Sure hope they can find a nice, elegant solution to this.
Isn't it time for Google finally to put some work into refining their results to exclude tricks like this?
I take extreme issue with that statement, and I'm surprised noone else has challenged it. Google does in fact put quite a bit of work into making themselves less vulnerable to these kinds of stunts. They even have a link on every results page where you can tell them if you got results you didn't expect, so they can hunt down the cause and refine their algorithm.
The system will never be perfect, and this is the latest issue that has not (yet) been dealt with. Quit your griping.
Secession is the right of all sentient beings.
What about using random image based spam control lik the one yahoo uses on its new mail signup?
So, every time you edit/post comment, you would be presented with an image with a random distorted text, which you will have to type in to be able to edit/post. That should take care of automated systems.
Why not generate an image containing modified text like yahoo and others? Using a little PHP magic, it shouldn't be too hard (see here to get a start).
I'm not even convinced Google's algorithm has a problem. One thing a lot of people don't realize about the page rank algorithm is that your page rank goes down if you have lots of outgoing links that aren't reciprocated with links coming back from the site you linked to. It may be that this technique simply leads to a reduction in the page rank of the sandbox, which, after all, is appropriate, since the sandbox isn't something the the sandbox's owner even wants people to find by Google searching.
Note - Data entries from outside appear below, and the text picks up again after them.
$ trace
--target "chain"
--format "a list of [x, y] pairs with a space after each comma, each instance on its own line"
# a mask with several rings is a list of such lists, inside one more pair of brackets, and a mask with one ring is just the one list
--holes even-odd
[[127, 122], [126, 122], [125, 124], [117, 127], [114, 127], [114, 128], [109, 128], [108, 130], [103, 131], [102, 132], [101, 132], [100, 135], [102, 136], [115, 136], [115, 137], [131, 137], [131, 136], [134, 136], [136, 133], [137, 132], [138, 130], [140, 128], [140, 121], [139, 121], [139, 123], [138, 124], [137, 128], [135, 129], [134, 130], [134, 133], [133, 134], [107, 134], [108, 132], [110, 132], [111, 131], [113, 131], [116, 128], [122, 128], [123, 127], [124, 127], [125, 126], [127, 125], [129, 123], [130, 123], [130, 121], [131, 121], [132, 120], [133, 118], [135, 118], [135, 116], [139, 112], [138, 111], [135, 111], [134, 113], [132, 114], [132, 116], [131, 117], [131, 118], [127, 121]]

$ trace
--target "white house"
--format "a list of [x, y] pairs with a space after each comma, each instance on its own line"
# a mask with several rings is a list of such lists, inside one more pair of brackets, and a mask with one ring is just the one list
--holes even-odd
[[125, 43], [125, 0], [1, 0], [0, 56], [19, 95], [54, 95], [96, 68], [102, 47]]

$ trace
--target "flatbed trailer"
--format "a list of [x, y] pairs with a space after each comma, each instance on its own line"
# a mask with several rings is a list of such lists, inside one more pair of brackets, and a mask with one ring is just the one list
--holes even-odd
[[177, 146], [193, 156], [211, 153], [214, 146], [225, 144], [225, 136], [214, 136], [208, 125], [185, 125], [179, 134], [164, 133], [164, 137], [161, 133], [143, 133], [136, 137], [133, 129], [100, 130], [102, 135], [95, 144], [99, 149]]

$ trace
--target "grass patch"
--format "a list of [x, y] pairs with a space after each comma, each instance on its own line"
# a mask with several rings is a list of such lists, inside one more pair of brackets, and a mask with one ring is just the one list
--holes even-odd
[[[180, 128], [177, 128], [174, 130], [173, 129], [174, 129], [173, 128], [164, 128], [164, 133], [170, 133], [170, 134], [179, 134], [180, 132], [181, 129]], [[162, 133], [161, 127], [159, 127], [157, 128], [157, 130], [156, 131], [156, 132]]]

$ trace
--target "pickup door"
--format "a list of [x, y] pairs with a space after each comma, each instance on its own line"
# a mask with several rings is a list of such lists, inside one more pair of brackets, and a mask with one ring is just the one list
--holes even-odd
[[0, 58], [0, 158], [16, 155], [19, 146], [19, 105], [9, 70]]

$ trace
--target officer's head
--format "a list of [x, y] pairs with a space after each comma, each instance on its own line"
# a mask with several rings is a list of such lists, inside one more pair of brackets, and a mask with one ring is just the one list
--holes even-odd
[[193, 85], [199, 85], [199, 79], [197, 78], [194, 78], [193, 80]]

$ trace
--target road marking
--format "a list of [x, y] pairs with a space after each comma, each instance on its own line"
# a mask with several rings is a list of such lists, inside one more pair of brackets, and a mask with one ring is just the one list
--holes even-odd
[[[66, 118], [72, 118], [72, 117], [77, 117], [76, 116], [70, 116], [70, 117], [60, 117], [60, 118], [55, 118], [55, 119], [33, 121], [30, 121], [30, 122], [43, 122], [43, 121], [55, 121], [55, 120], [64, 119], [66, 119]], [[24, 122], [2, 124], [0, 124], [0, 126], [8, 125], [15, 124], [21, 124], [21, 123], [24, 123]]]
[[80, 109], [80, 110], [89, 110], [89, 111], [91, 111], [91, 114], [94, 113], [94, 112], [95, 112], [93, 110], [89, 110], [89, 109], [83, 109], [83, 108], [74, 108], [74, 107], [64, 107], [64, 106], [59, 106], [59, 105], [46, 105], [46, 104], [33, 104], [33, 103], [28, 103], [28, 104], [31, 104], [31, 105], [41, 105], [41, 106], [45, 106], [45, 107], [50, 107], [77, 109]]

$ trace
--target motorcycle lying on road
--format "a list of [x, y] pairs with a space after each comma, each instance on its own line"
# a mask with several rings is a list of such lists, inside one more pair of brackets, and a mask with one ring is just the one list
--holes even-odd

Sure it can be abused, but it's not Google's fault; perhaps these areas of abuse (blogs, wikis, etc.) should address the problems from their end.
Yeah, the simplest thing to do would be for the sandbox's owner simply to use the robots.txt file to forbid indexing of the sandbox page. That keeps the rest of the web site's page rank from being adversely affected, deters spammers from abusing the sandbox, and does Google's users a service by not directing them to the sandbox, which they don't want to find.
Spammers aren't stupid -- if I was an Evil Spammer(tm), I'd certainly make sure my script checked the robots.txt and didn't waste time spamming sandboxes that weren't going to be indexed.
Find free books.
With regards to just editing the sandbox which nobody monitors anyway, why not just include a rule to deny adding URLs. There is no conceivable reason to allow a user to add a URL in the sandbox.
And if your thinking "I want to practise adding links with the required syntax", it's not hard. The only thing you need to use the sandbox for beyond learning how other basic syntax works (and you can apply that to links without practising) is structuring.
Spammers are going there because you have a high PR. So cut the PR supply and you in business, http://www.site.com/~url=http://www.link.com and voila - URL rewriting. no more PR for mr spammer.
I thought it was a real-time thing, where the account creation bots passed the image that loaded during the signup process to a porn site and the images were decoded by a real person, and the result passed back to the bot who then signed up for the account.
To avoid the timing problems with porn signons needing to happen concurrent with account signups, the account generation process was actually initiated by a porn signon. It limits your account generation ability, but only to the extent that you have porn traffic.
Did I just imagine this, or does it work that way?